Чего не хватает в романе в смысле красочности целого по вине времени и места действия, вкладывается в отдельные образы; здесь скрыта главная тайна композиции «Вильгельма Мейстера»; мощь автора обнаруживается здесь в таком размахе, что даже самым обыкновенным лицам, например старой Барбаре, он сумел придать удивительно возвышенный характер: в тот момент, когда они произносят поистине трагические слова, герой романа как будто сам исчезает.
Что Сервантес должен был только изобрести, над тем немецкому автору пришлось долго размышлять и шаг за шагом прокладывать себе дорогу на неблагоприятной почве, и, чем меньше окружающая обстановка благоприятствовала его изобретательности по сравнению с Сервантесом, тем глубже был замысел, – внешний недостаток он восполняет путем внутренней силы замысла. Структура разработана со всем художественным блеском; в первом же зародыше одновременно были намечены и лист, и цветок, малейшее обстоятельство заранее предусмотрено, чтобы позднее неожиданно появиться вновь.
Помимо романа в его завершенной форме, поскольку он при известной ограниченности материала благодаря форме достигает общезначимости эпоса, нужно, конечно, признать право на существование и вообще за книгами романтического характера. Сюда относятся не новеллы и сказки из действительной или фантастической сферы, существующие сами по себе как подлинные мифы (в бессмертных новеллах Боккаччо), проявляющиеся во внешней стихии ритмической прозы, но другие шедевры смешанного состава, каковы «Персилес» Сервантеса, «Фьямметта» Боккаччо и, конечно, «Вертер»; впрочем, «Вертера» следует целиком отнести к юношеским годам, когда Гёте еще не отдавал себе правильного отчета в своем опыте возродившейся в нем поэзии, но поэма эта полна лирики и страсти при большой материальной силе, хотя место действия и лежит глубоко внутри, в одной лишь душе.
Что же касается прославленных английских романов, то я усматриваю в «Томе Джонсе» не картину мира, а картину нравов, написанную резкими красками, где и моральная противоположность между совершенно пошлым лицемером и здоровым, искренним молодым человеком проведена несколько грубо, с подражательным мастерством, но без всяких романтических и тонких черт. Ричардсон в «Памеле» и «Грандиссоне» едва возвышается над писателями-моралистами; в «Клариссе» он обнаруживает подлинный объективный талант в изложении, но опутанный педантизмом и чрезмерными подробностями. «Векфильдский священник» представляет несомненную ценность не как романтическое, а как объективное произведение, написанное в духе идиллии.
(Упомянуть о романсе и балладе, стилистические особенности которых не имеют резких отличий, но все же таковы, что позволяют рассматривать романс как более субъективную, а балладу как более объективную форму.)

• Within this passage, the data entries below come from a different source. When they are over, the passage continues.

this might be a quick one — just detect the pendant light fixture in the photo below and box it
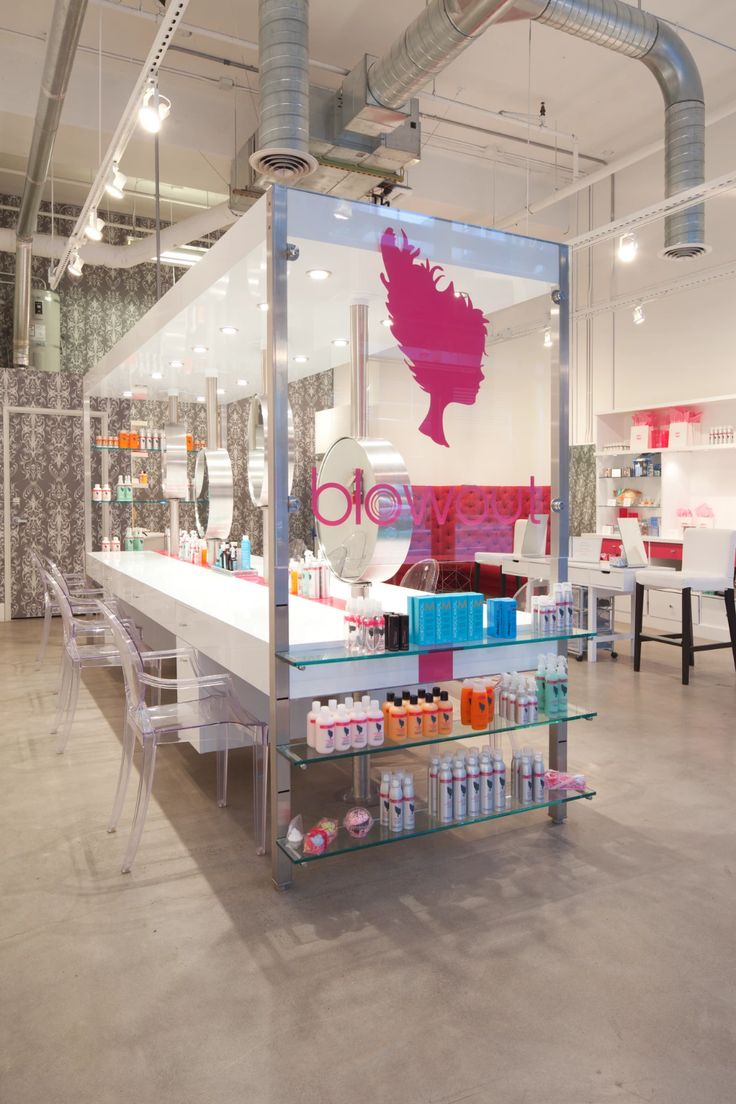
[105,162,127,199]
[633,303,646,325]
[618,233,638,263]
[84,207,105,241]
[68,251,84,278]
[139,78,171,134]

Мы проследили круг эпических форм, поскольку они приемлемы для строя новой и романтической поэзии. Остался нерассмотренным еще один вопрос: о возможности использования античной эпической формы поэтами Нового времени. Уже раньше шла речь о неудавшихся попытках этого рода. Прежде всего поэту нужно было добывать материал, который по своей природе допускал бы эпическую разработку в античном духе. Либо он мог бы сам выбрать античный материал, который примыкал бы к сфере эпоса греков или во всяком случае входил в круг эпической мифологии, либо он должен был бы выбрать материал более Нового времени. Взять его из истории оказывается невозможным, во-первых, потому, что все эпическое, выделяемое из истории, всегда будет казаться выделенным случайно, а во-вторых, потому, что мотивы, нравы, обычаи из области истории неизбежно должны были бы стать новыми, как у поэта, решившего писать историю Крестовых походов в духе античного эпоса.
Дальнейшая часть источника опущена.